Matt is honest that this is not just a claim — it is his story. Over thirty years of reading the Bible, he has experienced all of these things. "I am captivated by him," he says, "especially on the pages of this book."
Former Prime Minister Stanley Baldwin put it this way: "The Bible is a high explosive, but it works in strange ways, and no living man can tell or know how that book, in its journey through the world, has startled the individual soul in ten thousand different places into a new life."
How to Actually Read It
This is where the talk gets practical, and Matt is refreshingly direct.
Do not start at the beginning. If you are new to the Bible, starting with Genesis and working page by page is likely to leave you confused and possibly stuck somewhere in Leviticus. Instead, Matt recommends starting with one of the Gospels — Mark or John — because they tell the story of Jesus, and Jesus is the whole point.

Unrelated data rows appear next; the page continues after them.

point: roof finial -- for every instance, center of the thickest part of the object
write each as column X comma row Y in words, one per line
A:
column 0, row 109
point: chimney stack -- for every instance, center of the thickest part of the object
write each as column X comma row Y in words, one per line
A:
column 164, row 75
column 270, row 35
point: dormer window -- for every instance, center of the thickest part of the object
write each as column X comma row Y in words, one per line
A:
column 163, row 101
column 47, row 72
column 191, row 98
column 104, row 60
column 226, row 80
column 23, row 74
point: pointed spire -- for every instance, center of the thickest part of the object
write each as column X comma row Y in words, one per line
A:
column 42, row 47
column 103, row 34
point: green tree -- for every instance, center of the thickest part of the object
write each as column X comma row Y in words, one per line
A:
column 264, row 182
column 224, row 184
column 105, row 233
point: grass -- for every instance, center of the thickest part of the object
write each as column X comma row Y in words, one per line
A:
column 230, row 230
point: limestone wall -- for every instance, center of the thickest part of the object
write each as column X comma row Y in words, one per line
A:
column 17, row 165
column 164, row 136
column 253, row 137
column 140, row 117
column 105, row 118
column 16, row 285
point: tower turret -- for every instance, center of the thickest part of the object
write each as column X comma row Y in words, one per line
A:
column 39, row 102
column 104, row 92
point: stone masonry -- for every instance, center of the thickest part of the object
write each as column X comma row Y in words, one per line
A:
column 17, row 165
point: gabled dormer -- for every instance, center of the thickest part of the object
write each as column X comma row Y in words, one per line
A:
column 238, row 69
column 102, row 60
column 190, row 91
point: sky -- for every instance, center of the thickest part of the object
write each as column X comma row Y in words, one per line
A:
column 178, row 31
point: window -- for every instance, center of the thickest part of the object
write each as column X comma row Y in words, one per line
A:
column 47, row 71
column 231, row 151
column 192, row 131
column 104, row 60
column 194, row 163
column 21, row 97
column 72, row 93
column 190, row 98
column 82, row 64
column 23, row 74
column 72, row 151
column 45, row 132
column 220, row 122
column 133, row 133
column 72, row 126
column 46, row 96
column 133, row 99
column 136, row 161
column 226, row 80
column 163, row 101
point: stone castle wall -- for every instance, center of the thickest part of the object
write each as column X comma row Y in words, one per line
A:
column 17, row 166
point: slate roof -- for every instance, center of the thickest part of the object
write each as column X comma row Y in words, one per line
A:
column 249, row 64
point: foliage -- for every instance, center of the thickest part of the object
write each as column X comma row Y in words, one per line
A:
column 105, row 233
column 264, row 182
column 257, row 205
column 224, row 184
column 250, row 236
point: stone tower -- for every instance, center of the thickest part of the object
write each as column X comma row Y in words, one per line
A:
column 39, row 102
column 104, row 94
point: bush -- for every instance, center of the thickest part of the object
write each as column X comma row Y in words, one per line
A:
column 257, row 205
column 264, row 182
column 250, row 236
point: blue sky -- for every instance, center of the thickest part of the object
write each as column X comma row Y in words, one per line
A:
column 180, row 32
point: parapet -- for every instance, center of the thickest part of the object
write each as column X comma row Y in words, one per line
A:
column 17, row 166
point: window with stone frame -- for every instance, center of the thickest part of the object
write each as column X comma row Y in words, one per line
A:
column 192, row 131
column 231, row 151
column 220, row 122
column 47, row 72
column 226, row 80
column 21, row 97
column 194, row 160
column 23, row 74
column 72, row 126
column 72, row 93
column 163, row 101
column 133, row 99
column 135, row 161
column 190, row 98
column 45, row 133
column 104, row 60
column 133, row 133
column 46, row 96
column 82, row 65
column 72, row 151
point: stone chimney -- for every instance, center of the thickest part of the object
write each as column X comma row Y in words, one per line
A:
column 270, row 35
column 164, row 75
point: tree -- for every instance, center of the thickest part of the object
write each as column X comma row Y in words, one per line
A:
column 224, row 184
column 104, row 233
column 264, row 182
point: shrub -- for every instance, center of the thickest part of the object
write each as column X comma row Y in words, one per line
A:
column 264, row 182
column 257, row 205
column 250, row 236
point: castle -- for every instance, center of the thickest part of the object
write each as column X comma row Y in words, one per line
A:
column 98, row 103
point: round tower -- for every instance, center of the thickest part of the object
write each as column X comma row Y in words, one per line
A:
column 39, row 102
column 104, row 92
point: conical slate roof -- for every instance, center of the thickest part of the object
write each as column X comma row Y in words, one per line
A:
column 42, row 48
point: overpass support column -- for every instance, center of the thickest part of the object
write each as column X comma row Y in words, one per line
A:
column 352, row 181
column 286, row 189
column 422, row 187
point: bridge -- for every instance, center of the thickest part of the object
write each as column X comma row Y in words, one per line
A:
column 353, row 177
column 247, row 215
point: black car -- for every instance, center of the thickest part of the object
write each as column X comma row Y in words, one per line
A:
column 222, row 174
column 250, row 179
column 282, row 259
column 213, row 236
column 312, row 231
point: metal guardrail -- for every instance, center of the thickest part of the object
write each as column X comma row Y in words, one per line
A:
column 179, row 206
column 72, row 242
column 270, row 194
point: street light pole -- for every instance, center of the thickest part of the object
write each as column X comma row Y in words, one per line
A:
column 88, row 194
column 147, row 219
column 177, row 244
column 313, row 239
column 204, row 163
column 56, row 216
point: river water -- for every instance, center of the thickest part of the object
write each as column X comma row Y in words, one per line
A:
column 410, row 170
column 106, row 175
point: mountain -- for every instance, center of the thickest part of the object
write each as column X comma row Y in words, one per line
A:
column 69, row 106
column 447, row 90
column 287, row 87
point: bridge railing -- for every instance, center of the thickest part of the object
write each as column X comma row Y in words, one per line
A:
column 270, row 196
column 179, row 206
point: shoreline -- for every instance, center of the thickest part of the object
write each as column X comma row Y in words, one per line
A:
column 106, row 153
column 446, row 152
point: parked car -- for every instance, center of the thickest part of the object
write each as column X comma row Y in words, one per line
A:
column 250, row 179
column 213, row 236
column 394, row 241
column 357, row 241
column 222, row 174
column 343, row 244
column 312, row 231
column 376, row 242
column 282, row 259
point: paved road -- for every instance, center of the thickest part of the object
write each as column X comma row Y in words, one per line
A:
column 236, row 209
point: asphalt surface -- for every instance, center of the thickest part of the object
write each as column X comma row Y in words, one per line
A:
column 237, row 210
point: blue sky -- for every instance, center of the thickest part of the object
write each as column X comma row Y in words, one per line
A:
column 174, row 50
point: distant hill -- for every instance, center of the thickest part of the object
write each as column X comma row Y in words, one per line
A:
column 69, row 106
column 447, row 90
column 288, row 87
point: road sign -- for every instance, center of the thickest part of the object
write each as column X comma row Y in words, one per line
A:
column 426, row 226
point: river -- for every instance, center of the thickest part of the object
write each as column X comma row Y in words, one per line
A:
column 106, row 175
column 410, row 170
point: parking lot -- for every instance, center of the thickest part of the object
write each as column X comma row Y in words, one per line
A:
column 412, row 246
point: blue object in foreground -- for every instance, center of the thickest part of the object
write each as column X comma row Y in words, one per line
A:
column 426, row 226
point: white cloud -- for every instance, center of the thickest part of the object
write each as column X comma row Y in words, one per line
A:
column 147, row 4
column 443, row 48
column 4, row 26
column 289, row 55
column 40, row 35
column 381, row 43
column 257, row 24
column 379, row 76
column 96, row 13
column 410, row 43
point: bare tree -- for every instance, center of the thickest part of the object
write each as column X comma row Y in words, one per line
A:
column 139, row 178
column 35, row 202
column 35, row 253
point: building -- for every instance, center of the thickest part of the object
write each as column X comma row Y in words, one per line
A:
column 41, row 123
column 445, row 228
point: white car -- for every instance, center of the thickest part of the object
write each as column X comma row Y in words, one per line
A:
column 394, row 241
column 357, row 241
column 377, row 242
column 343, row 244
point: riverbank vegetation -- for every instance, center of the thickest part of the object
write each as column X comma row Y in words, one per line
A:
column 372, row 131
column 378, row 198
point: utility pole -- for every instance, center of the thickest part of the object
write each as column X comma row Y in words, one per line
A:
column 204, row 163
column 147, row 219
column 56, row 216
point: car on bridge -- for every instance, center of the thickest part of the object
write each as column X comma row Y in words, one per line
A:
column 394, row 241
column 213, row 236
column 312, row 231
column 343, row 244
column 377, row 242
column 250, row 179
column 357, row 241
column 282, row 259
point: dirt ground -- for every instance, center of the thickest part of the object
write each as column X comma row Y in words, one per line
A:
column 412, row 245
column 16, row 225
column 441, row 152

Find a version that works for you. There are many translations of the Bible. Matt recommends the New International Version (NIV) as a solid, easy-to-read option. He also likes The Message, which is more of an interpretation than a direct translation but offers great insight, especially when read alongside the NIV. The Bible app is free and gives access to multiple versions.

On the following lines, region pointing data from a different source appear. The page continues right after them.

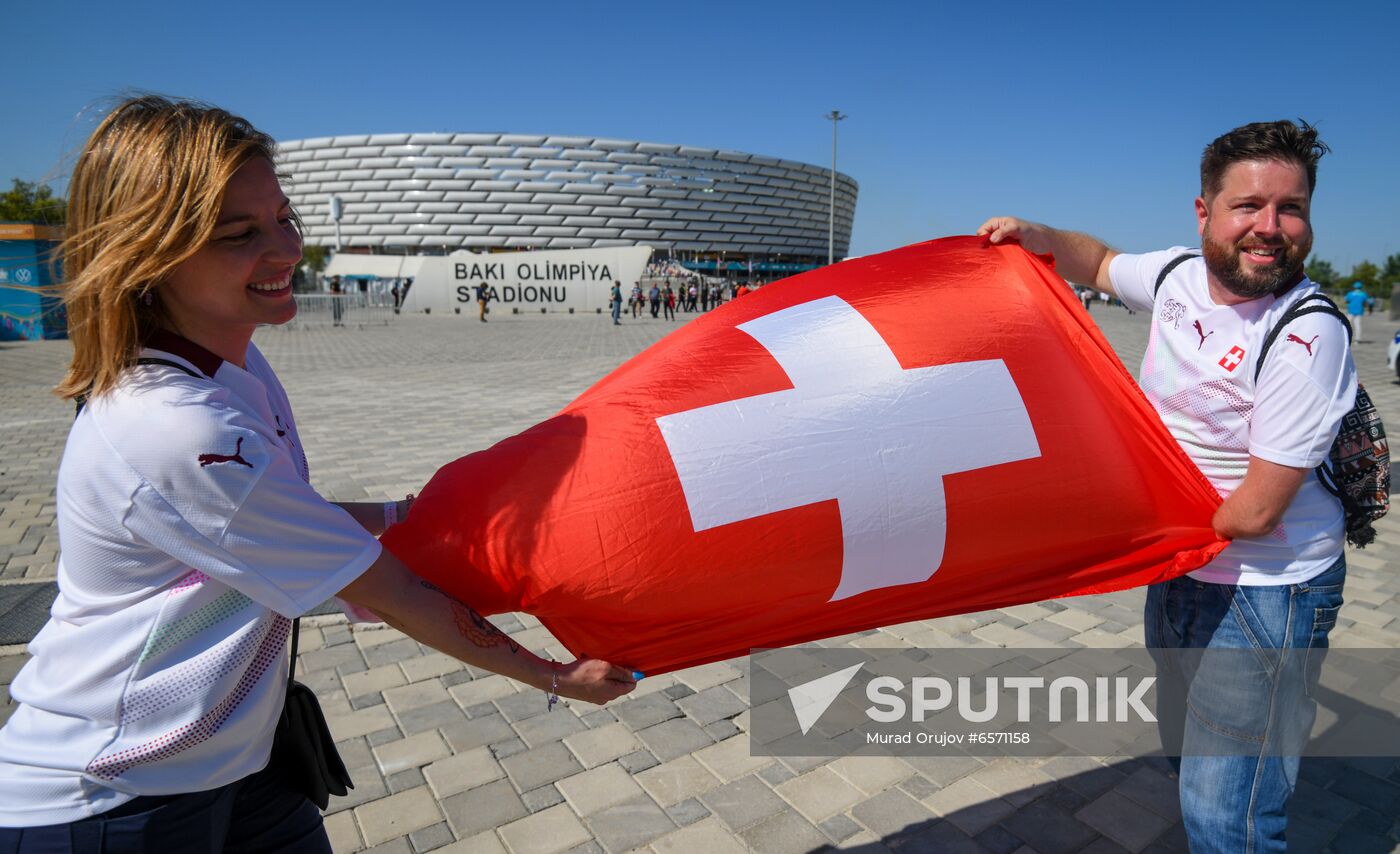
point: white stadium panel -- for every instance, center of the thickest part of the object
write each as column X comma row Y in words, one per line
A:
column 475, row 139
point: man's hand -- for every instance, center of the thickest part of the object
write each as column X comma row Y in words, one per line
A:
column 1256, row 507
column 1032, row 235
column 1078, row 256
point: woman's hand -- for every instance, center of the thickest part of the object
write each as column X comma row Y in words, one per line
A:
column 594, row 681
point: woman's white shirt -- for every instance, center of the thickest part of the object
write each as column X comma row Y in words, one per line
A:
column 189, row 538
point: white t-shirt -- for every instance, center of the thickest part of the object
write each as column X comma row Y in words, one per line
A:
column 1199, row 374
column 189, row 536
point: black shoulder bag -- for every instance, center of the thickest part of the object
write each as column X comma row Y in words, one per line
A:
column 303, row 746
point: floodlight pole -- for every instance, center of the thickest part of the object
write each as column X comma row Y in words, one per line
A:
column 830, row 226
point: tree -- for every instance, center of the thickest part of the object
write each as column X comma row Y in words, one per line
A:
column 28, row 202
column 1322, row 273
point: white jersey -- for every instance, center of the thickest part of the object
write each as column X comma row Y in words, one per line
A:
column 189, row 536
column 1199, row 374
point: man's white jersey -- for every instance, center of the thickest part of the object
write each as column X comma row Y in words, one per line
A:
column 1199, row 374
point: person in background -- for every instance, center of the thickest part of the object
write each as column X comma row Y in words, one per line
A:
column 483, row 298
column 191, row 535
column 1357, row 300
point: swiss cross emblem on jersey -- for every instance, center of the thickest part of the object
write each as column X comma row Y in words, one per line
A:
column 1232, row 360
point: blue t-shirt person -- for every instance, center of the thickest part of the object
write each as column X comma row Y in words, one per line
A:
column 1357, row 300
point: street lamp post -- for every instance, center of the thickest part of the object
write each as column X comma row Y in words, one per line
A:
column 830, row 226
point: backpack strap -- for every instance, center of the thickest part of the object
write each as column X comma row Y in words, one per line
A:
column 149, row 360
column 1309, row 304
column 1171, row 266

Give it time. This is the part that cannot be shortcuts. The Bible does not work by osmosis. "Part of me wishes it did," Matt says, "where you could just put it down beside your bed at night and just suck all of the knowledge out of it. But that doesn't work."
He suggests starting with just fifteen minutes a day. The Bible describes God's word as "more precious than gold or diamonds or rubies." Setting aside something precious — your time — to engage with something even more precious seems like a reasonable trade.
Find a place. Jesus often went to a solitary place to pray and reflect. Matt recommends finding a specific room or spot where you read the Bible regularly. It becomes part of the habit.
The Apostle John's Invitation
Matt closes with a verse from John: "These things are written that you may believe that Jesus is the Christ, the Son of God, and by believing you may have life."
That is the promise. Not just information, but life. Not just knowledge about God, but a relationship with him.
The Conversation Afterwards
Sally and Matt's discussion picks up on the practical challenges of Bible reading — fitting it into busy lives, knowing where to start, and what to do when parts of it feel confusing or irrelevant. Sally is enthusiastic about the talk and clearly looking forward to a "meaty conversation" about it.
The encouragement is simple: start somewhere. You do not need to understand everything. You do not need a theology degree. You just need to open the book and give it a chance.
A Question Worth Asking
If the Bible really is what it claims to be — God's communication to humanity, the story of Jesus, a source of transformation and hope — then ignoring it seems like a significant missed opportunity.
What would happen if you gave it fifteen minutes tomorrow morning? Not as an obligation, but as an experiment. What might you find there that you did not expect?